基本的にシオンのライブは俺は仲間と一緒に来てワイワイやってたい方じゃない。それよりも一人で来てこの空間とか感動を一人占めして居たい方だけど、大切な人がもし居たらこの歌を聴かせたいな。そんな気になった。そして池畑のドラムがゆっくりとリズムを取り出す。一転してほのぼのとした「雪かもな」に空気が変わった。「ありがとう〜。え〜MOGAMIを紹介します。一昨日か?新宿ロフトをガツンガツン揺らして来た藤井一彦(G)。細海 魚です(Key)。井上富雄!池畑潤二!・・松田文!」シオンにとって最強のメンバー紹介した後、ハマリングで遊んでジャージャ!・・・「♪慌てんな〜!雨が上がったからって〜・・・」この曲、ROCK色が他より強いからかもしれないけどライブ映えする楽曲だ。この後はずっとMOGAMIとSIONの音にずっと酔って踊っていた。「一瞬」ではサビで一本指を上げて一緒に唄っていた(ギターソロで藤井さんがギターガンのパフォーマンスをしてくれた!)。テンションが更に上がって「ちょっといいんだ」はトランス状態。止めは「新宿の片隅から」でフロア前はグシャグシャになった、何人かダイブしようになって止められてたけど大丈夫か?「♪ずっと前にも確かこんな こんな別れを・・・」(したような気がするー!!)新宿の片隅でこんなイカした楽しいライブはクライマックスを迎えてました。俺には次の「素晴らしい世界」はある意味おまけみたいな感じで聞き入って居ました。

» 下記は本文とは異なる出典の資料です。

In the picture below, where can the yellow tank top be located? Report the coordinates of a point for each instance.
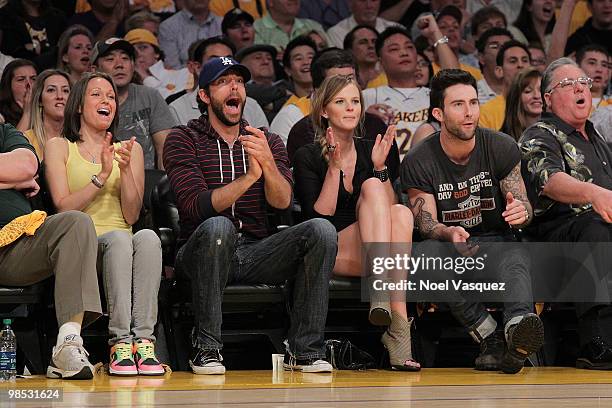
(303, 103)
(105, 210)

ちょっと間が空いて松田さんがアコギに変えて・・・泣けてきた(個人的に思い入れがあるので)。俺の大好きな曲。松田さんのアコギは何かいつもより荒いように聞こえたけどそれが返って良かった!!「サンキュ!」とSIONが言って本編は終わり。短いって言えば短いけど十分堪能しました!!タバコ1服してアンコール。

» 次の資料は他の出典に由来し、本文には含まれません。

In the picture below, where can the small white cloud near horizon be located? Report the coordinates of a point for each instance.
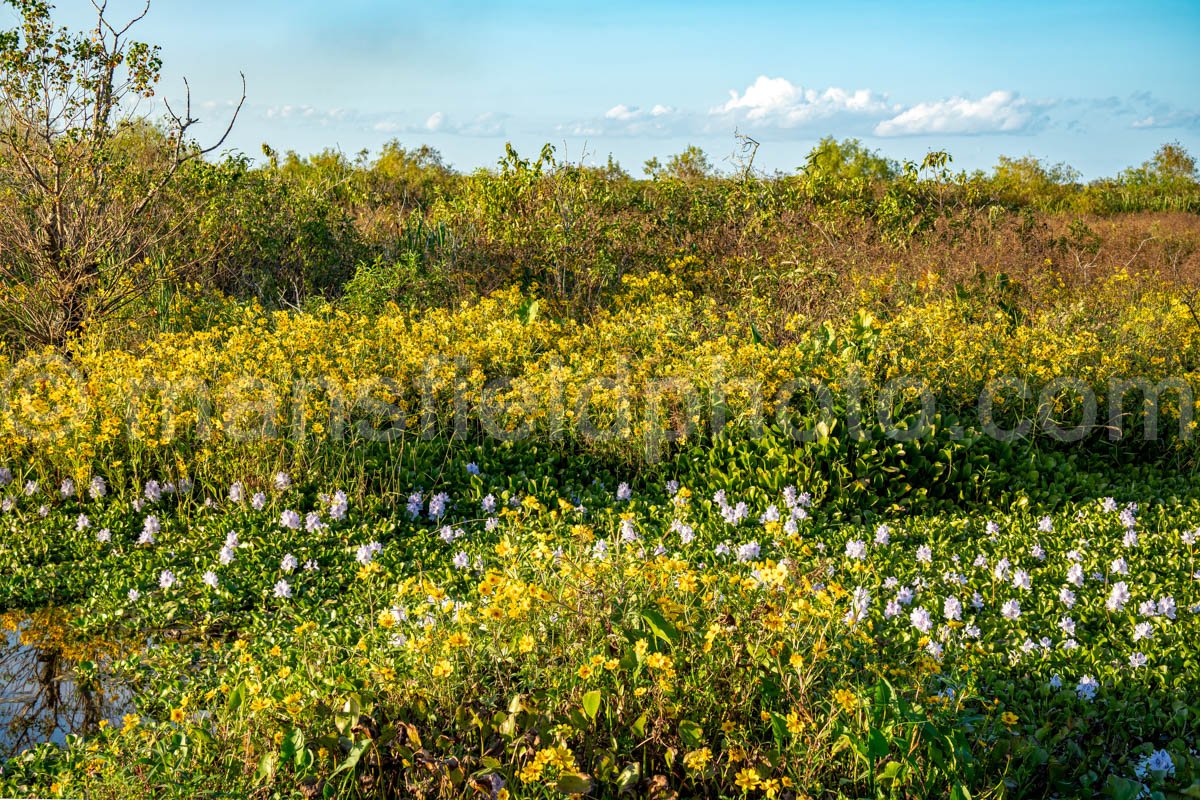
(1001, 112)
(779, 102)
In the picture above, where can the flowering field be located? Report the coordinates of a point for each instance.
(275, 639)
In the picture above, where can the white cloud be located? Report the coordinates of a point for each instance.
(1001, 112)
(631, 120)
(779, 102)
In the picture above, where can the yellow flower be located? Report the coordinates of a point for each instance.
(697, 759)
(658, 661)
(748, 779)
(845, 698)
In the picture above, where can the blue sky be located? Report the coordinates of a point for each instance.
(1098, 85)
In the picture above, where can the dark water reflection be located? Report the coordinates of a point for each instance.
(43, 697)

 会場で販売されてる黒のTシャツに着替えてSION登場。「今日、バック転何回やった〜?」と客に聞き「正解!」(俺は見てなかったけど)レゲエのリズムで新曲が演奏されたが正直今はあまり新曲については覚えていない・・・最近のSION節全開って感じで”タクシー”に ちょっと似てるかも。「♪今日、今!ここを歩いて良かった!」ってサビは今日、リキッドに来て良かったなって俺の気持ちとダブった。曲が終わって客が何か言ってたけど覚えてねえ。「よし!大好きなアコーディオン!魚のアコーディオン!」と言えば客席から「魚さーーーん!」そしてほのぼのとした「砂の城」。最後の「ラララ〜ララ〜ラララ〜」はリキッド全体で大合唱。一体感に包まれてめちゃハッピーな気分になって「サンキュ〜!THE MOGAMIです!藤井一彦です、細海魚、井上富雄、池畑順二。」客席に手を振ってステージから去っていく。当然、これで客が満足するワケなくみんなで手拍手と足を踏み鳴らしてアンコール。「シオーン、まだ出来るぞ〜!」とSIONを呼ぶ声。そしてシオンが一人で戻ってきた。アコギ片手に現れたSIONはちょっと照れくさそうに「どうもありがとう」イスに腰をかけた。「それはいいけど・・・体力の限界が(笑)」「まだまだ出来るよー!」と客。ギターをポロンと鳴らして「♪ガードレールに〜・・・」おお!初めてライブで聴く曲だ!口笛も飛び交う。シオンのしわがれた声がリキッドに響いてみんな静かに聞き入いってた。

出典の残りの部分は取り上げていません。